Prod Erskine some more now? I decided against it. Marian Erskine’s last words were a piece of evidence against him, but only a small piece. Push him too far too soon, even if I made no direct accusation, and he was liable to sic a lawyer on me.
Better idea: he was the strong link, so go after the potential weak link instead.
Melanie Vinson.
If my take on her was accurate, she was a long way from being a mental giant — an easily manipulated follower who’d gone along with the murder scheme out of greed or love or a combination of both. In over her head, and at least a little scared; her twitchiness yesterday in Erskine’s office, on the eve of her part in delivering the deathblow, suggested that.
Fear can be a weapon in serving justice, too, if you use it effectively. Turn hers back on her and it might well crack her wide open. And if she cracked, the odds were good she’d take Erskine down to save herself.
The offices of Peter Erskine, Financial Advisor were locked up tight. I hadn’t expected otherwise, but the building was on my way out of Menlo Park and I had nothing to lose but a few minutes by stopping there first. I programmed Melanie Vinson’s home address into the GPS, followed the disembodied voice’s directions into Palo Alto and through a maze of residential streets not far from the Stanford University campus.

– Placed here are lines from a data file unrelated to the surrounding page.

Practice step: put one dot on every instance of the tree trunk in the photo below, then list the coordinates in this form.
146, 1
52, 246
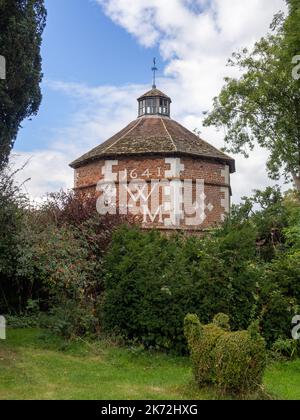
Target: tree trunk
297, 182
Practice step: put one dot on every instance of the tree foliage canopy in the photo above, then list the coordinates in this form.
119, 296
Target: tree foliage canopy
21, 26
263, 105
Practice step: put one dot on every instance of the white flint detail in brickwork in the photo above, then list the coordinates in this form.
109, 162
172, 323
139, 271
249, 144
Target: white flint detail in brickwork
107, 201
139, 197
225, 202
225, 173
107, 170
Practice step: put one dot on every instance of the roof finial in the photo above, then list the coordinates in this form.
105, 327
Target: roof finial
154, 69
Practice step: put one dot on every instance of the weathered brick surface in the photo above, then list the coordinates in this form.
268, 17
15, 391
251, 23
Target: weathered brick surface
214, 174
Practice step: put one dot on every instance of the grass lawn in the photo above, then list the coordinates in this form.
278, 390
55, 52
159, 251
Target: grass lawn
35, 365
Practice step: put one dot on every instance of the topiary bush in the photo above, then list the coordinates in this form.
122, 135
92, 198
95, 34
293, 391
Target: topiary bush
232, 361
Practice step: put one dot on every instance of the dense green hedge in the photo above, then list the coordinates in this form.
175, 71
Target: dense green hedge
233, 361
152, 282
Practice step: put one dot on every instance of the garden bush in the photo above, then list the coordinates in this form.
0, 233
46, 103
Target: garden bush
233, 361
152, 281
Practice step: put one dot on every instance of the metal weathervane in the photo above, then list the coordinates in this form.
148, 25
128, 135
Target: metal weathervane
154, 69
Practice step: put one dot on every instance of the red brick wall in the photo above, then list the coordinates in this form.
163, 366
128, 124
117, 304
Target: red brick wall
214, 174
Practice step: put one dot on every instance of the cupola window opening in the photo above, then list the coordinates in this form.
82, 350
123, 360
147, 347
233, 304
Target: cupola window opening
154, 105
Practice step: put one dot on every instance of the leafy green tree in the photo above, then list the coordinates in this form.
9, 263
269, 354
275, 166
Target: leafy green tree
21, 26
263, 105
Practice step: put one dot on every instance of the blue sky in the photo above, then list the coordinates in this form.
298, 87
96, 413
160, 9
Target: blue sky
82, 45
97, 58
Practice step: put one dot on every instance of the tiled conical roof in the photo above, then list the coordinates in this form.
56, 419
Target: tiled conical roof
154, 135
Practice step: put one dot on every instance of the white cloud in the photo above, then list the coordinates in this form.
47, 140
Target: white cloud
195, 37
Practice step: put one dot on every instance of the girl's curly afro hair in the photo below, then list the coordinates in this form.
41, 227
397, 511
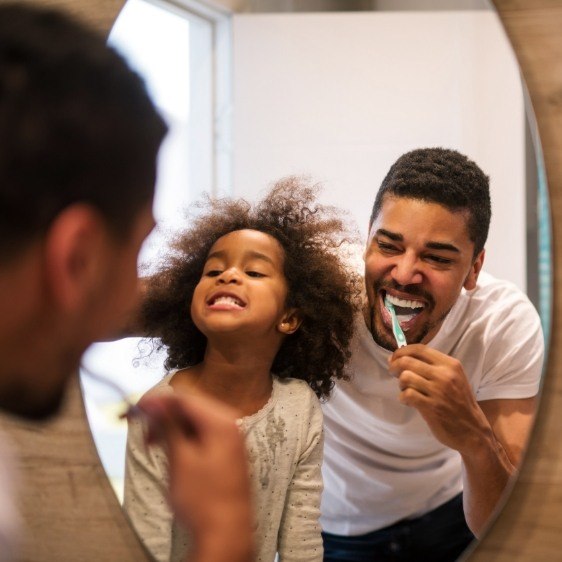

It was after five o’clock and already dark when the voice told me I’d arrived at my destination — a block of facing rows of town-house-style apartments extending back from the street in the shape of a broad horseshoe. Not a new complex, but well maintained, in a neighborhood so thick with shade trees it had a bucolic atmosphere. I’d seen modern rent/lease places like this before, often enough to know that there would be a courtyard with a communal swimming pool and recreation area in the middle of the two wings. Driveways angled up adjacent to each wing, along which were shedlike structures where the tenants parked their cars.
I wedged mine into a spot at the curb across the street. Before I got out, I transferred the voice-activated tape recorder I keep in the glove compartment into my coat pocket. The night was clouding up and a cold wind had begun to blow; I pulled up the collar on my suit coat as I followed a walkway into an open foyer in the front curve of the horseshoe. Melanie Vinson occupied apartment #11; I rang the bell — once, twice, three times, leaning on it the last two. No response. Not home or ducking visitors if she was.
Thanks to Tamara, I had Vinson’s landline and cell numbers written down in my notebook. Landline first: four rings, and an answering machine with one of those smart-ass-cute “you know what to do at the beep” messages kicked in. I clicked off before the beep sounded and tried the cell number: straight to voice mail.